Esta imagem pertence ao filme O Espelho, imagem que de imediato nos remete para as «paisagens humanas» de Bruegel. Neste filme com referências autobiográficas (a ausência paterna, a guerra, a mãe e as duas crianças, o internamento hospitalar) somos envolvidos por uma perturbante sequência de cenas dada a sua estrutura descontínua e não cronológica. Assistimos às recordações conscientes e involuntárias de um personagem que evoca os momentos essenciais da sua vida, a um desenrolar aparentemente incoerente de pensamentos e memórias; percorremos o mundo desse personagem-poeta enquanto criança, adolescente e adulto. Há pois, não só neste filme, mas ao longo de toda a obra, como que uma poética do cinema a guiar o realizador, algo cujos princípios não sabemos ao certo formular.
Para Tarkovski, no entanto, a base do cinema, a sua força organizadora, é o tempo, sendo isso que o diferencia de outras artes. O cinema distingue-se pela forma real, visível, que dá ao tempo. É o decorrer do tempo que é captado em cada plano, um tempo que é preciso respeitar, um processo temporal específico, um ritmo manifestado pela «vida» das coisas aí registadas. Cabe ao cineasta honrar esse tempo de modo não premeditado, mas espontaneamente, de acordo com a procura de um ritmo distinto, de acordo com a sua percepção dos «movimentos da vida». Este ritmo não é criado na mesa de montagem, nem depende da duração de cada plano, sendo antes determinado pela «consistência do tempo» que os percorre, pela sua «intensidade», ou seja, pelo que se poderia chamar de «pressão temporal». Quando se é fiel a esta «pressão temporal», a montagem de um filme acaba por juntar parcelas que parecem unir-se naturalmente. Por outro lado, este tempo só se torna tangível quando pressentimos algo de significativo e verdadeiro, algo que se estende além da imagem cinematográfica. E quando se respeita o ritmo que pulsa nos diversos vasos sanguíneos de um filme, tornando-o vivo, há sempre mais ideias nele do que aquelas que o realizador desejou revelar, permitindo-nos, enquanto espectadores, dar-lhe novas formas e dele extrair novos significados.

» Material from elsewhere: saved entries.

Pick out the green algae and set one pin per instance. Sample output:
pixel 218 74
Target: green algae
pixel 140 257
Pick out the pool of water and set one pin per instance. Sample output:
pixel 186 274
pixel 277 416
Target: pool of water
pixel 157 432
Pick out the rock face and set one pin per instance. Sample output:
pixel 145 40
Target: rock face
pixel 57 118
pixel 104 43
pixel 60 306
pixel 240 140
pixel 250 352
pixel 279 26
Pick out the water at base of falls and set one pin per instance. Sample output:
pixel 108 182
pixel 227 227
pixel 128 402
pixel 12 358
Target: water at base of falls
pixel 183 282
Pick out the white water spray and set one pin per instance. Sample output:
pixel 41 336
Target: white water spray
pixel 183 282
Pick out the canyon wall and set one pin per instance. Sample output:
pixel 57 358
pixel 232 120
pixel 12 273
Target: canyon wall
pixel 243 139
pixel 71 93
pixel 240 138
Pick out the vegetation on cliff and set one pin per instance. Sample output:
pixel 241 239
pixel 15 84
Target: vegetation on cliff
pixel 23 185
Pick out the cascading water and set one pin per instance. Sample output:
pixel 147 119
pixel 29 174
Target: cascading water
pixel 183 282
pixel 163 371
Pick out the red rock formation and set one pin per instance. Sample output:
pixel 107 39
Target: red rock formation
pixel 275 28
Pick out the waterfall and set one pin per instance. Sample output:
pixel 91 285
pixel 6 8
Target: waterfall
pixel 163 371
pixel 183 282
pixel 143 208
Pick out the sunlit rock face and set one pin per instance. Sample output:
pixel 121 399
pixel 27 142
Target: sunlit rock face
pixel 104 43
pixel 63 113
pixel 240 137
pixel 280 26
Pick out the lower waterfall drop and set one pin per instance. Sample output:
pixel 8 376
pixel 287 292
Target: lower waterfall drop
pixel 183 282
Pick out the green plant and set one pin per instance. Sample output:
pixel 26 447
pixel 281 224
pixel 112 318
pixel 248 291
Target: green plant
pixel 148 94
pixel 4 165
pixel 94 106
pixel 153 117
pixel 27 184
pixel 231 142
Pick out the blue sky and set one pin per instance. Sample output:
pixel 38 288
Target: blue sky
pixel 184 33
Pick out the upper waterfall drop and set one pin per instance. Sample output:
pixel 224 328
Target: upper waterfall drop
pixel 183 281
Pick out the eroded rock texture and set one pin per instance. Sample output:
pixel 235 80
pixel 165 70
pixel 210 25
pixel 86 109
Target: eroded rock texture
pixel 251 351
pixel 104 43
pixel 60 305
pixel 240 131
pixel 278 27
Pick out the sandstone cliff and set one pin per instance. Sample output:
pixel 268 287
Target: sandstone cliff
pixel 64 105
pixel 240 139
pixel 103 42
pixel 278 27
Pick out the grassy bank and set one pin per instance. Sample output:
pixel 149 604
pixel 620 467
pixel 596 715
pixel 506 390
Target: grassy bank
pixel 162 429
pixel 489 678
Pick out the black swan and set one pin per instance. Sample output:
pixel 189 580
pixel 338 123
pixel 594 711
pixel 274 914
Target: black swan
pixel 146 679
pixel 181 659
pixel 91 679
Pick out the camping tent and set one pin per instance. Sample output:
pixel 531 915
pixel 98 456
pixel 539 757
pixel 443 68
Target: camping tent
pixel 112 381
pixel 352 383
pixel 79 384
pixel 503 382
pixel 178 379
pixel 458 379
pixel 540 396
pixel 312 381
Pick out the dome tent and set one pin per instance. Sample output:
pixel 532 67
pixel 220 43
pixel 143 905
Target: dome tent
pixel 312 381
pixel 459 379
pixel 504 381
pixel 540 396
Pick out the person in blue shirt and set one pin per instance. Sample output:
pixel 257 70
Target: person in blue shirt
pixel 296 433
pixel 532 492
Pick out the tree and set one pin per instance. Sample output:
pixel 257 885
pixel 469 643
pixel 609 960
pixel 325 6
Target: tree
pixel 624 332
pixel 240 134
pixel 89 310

Pudesse um óleo de Brughel animar-se de movimento. Pudesse a fotografia animar-se com este tempo tarkovskiano, pudesse a imagem fotográfica libertar-se da sua própria clausura, da sua imobilidade, da frieza do instante. Certa pintura, como acontece, na verdade, com Brughel, anima-se de movimento e de vida. Mas a fotografia confere uma espécie de morte à existência do mundo, no sentido de que está morto tudo aquilo não animado pelo decorrer do tempo. A imagem fotográfica parece afastar-se dos seus ritmos e durações, incapaz de revelar o kínēma, o movimento das coisas. Uma fotografia bem sucedida talvez seja então a imagem que se desdobra, que se multiplica, da qual se desprendem e encadeiam, sucessivamente, novas imagens — os fotogramas do pulsar do tempo.